Le management s’apprend surtout une fois en poste, par la pratique. Comment arrivez-vous à éveiller l’intérêt des étudiants pour cette matière et que leur transmettez-vous?
Le management ne consiste pas simplement à «être le chef». Cela englobe aussi la direction d’équipes de projet ou l’encadrement des personnes en apprentissage. Savoir s’autogérer est également important. Tout le monde a une expérience du management, que ce soit en tant que supérieur ou en tant que subordonné. Cela ouvre beaucoup de perspectives théoriques. Il est important de consolider la pratique avec les théories et les principes correspondants.

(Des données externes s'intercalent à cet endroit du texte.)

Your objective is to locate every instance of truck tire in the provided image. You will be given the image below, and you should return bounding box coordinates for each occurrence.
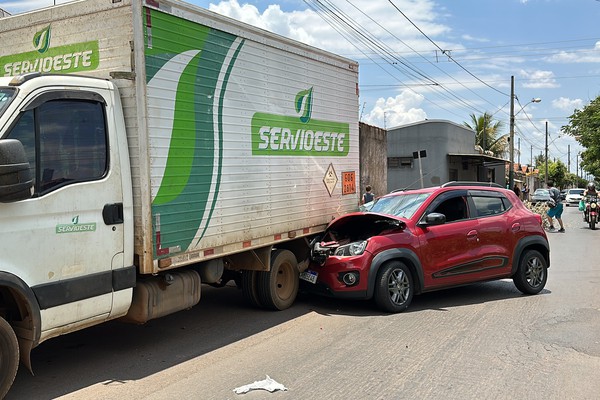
[0,317,19,399]
[242,271,262,308]
[257,250,300,310]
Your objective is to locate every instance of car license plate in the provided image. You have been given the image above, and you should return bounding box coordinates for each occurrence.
[300,271,319,283]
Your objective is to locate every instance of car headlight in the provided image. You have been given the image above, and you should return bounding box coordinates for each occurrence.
[335,240,367,257]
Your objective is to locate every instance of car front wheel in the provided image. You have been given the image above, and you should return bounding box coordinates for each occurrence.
[374,261,414,313]
[513,250,548,294]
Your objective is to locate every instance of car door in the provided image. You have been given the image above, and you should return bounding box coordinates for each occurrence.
[468,190,520,280]
[0,88,124,331]
[417,190,478,290]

Et en même temps, il faut savoir passer de la théorie à la pratique et de transmettre le contenu nécessaire pour l’examen que l’on prépare.


Thomas Gygax

Indications bibliographiques Thomas Gygax, diplômé en économie bancaire ES et fondé de pouvoir, est chef d’équipe Clients privés Basis et conseiller à la clientèle Clients privés Individual à l’UBS AG de Herzogenbuchsee.